Arkeia Software
- Company type: Private
- Industry: Computer software
- Founded: 1996; 30 years ago
- Headquarters: Carlsbad, California, United States
- Key people: Bill Evans, (CEO)
- Products: Arkeia Network Backup, Arkeia Backup Appliance
- Revenue: Private
- Number of employees: 50
- Website: arkeia.com

= Arkeia Software =

American computer software company

Arkeia Software (/ɑːrˈkiːə/ ar-KEE-ə) is an American computer software company. It produces network backup software for 200 platforms including Windows, Macintosh, Linux, AIX, BSD and HP-UX, and also a backup appliance, integrating its software with disk storage and network connectivity. In January 2013, Western Digital Corporation announced it had acquired Arkeia Software. In May 2015, a community representative for WDC posted on their forum, indicating that the Arkeia Network Backup product line was being phased out.

==History==

Originally named Knox Software, the company was founded in 1996 in France by Michel Gouget, along with Michel Colzi, Nordine Kherif, and Arnaud Spicht together with Marketing Exec Phillippe Roussel. First incorporated in San Jose, California, the company was reincorporated in France after a $4 million Series-A investment in 2004 from SPEF Ventures (Banque Populaire) and Crédit Agricole Private Equity; this was followed by a $3 million Series-B investment by the same investors in 2007.

==Products==

===Backup software===

The firm's backup software has been released in several successive products. Its earlier product, Smart Backup (available 2005—2007) was reviewed in Linux User and Developer

Its current backup product, Arkeia Network Backup software, was reviewed in various releases in Linux Magazine, and Linux Format.
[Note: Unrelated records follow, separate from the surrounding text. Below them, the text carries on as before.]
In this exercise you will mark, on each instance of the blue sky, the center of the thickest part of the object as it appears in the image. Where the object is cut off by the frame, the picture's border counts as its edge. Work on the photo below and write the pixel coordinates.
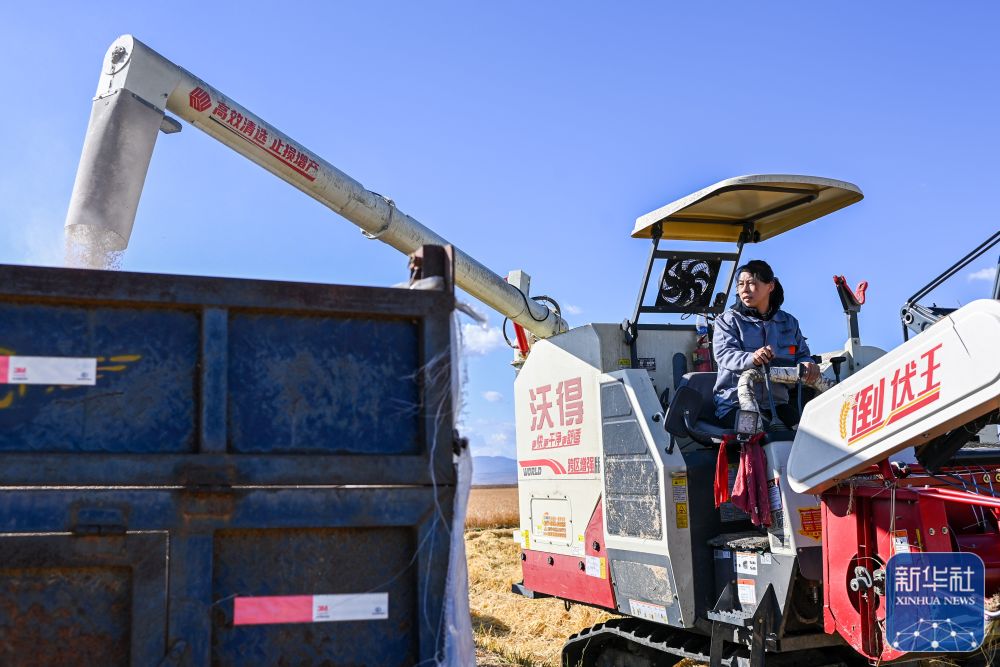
(532, 135)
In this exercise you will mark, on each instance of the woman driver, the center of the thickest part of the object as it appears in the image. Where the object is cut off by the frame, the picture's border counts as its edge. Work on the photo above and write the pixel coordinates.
(754, 332)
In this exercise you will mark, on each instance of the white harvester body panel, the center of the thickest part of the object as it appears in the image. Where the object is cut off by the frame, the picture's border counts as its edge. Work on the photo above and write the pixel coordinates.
(558, 427)
(568, 397)
(945, 377)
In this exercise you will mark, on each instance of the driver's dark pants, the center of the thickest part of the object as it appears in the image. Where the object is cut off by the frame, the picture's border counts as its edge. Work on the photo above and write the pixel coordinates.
(787, 413)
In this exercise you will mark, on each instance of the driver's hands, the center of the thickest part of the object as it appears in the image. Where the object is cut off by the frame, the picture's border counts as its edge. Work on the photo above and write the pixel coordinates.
(812, 372)
(763, 356)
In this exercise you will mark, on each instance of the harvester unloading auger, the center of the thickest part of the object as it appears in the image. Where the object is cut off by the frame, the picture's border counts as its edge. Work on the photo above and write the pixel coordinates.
(616, 449)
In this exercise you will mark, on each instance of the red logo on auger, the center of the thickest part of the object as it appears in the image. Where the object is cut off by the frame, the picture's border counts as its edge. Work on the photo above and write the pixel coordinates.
(199, 99)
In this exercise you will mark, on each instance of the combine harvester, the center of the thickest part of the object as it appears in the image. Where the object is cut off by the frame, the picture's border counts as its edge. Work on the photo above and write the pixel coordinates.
(617, 455)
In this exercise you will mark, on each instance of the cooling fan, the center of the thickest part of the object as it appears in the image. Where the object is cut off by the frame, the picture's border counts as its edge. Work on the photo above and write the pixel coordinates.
(686, 284)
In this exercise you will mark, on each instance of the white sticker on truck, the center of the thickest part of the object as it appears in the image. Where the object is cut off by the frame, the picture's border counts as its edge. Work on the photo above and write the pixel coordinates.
(48, 370)
(648, 611)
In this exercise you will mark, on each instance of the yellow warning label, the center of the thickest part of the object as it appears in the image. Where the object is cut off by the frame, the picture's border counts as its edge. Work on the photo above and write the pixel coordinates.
(681, 511)
(553, 526)
(811, 520)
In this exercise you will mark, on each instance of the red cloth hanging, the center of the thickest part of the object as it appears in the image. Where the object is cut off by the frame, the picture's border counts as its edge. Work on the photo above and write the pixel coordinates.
(750, 488)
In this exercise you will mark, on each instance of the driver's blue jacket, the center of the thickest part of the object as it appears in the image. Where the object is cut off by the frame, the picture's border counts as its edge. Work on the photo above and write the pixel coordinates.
(737, 336)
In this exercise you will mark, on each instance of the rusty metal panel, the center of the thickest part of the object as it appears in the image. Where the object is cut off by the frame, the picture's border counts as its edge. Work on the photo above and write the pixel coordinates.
(135, 575)
(82, 600)
(302, 384)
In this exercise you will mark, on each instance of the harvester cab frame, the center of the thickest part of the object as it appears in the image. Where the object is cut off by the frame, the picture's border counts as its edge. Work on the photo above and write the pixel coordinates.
(740, 210)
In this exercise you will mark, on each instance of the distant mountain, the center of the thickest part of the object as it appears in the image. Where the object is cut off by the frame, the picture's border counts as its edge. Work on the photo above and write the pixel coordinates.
(493, 470)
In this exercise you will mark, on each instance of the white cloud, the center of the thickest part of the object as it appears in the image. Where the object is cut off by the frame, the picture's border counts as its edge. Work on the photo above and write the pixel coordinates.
(479, 340)
(988, 274)
(498, 439)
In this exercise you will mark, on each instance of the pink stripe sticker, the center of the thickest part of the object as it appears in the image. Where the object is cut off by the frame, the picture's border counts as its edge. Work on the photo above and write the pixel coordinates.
(273, 609)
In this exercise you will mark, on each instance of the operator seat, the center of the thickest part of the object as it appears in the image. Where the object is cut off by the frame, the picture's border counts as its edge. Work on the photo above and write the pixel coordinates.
(692, 413)
(695, 397)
In 2009 the company released the product as a system image for VMware virtual machines. In 2009 the company acquired intellectual property and engineering resources from Kadena Systems in a deal that added source-based data deduplication to the software. The technology uses a sliding window approach to identify duplicate data which checks the data stream one byte at a time until it finds blocks that match what the application has seen before. The current version, 9.0, automatically adjusts block sizes based on file type in order to maximize dedupe ratios.
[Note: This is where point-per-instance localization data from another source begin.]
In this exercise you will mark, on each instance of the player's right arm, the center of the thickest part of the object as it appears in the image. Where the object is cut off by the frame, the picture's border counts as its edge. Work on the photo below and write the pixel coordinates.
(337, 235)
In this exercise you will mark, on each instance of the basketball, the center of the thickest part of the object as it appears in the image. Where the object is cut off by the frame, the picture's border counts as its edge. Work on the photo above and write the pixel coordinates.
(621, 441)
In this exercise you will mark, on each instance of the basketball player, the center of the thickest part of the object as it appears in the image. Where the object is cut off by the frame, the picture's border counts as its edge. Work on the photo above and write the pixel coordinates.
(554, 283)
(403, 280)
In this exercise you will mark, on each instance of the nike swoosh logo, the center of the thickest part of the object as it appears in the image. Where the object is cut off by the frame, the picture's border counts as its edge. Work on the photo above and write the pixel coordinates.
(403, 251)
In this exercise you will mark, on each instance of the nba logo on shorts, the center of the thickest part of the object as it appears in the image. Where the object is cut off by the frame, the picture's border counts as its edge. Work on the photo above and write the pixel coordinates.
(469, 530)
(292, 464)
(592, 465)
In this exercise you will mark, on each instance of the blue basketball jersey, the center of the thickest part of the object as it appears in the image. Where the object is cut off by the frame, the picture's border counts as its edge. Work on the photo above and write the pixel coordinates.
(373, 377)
Licenses for the company's products have generally been "for fee" licenses, but beginning in 1998, it has made available a limited-capability free version. The first version, Arkeia Light, was available from 1998 to 2003. The current free version, called Arkeia Network Backup Free Use Edition, is available for download on the company’s website.

In addition, an Ubuntu 8.04 LTS repository was released as a no-cost, small-network package in 2009.

===Appliances===

The firm's backup appliance, originally called EdgeFort and now Arkeia Backup Appliance, was released in 2007, and has also had several versions. It allows backup administrators to remotely manage backup operations at remote sites without sending data back to headquarters over the WAN. It was reviewed by Storage Magazine in 2008, in its 2008 review of the EdgeFort 100 appliance.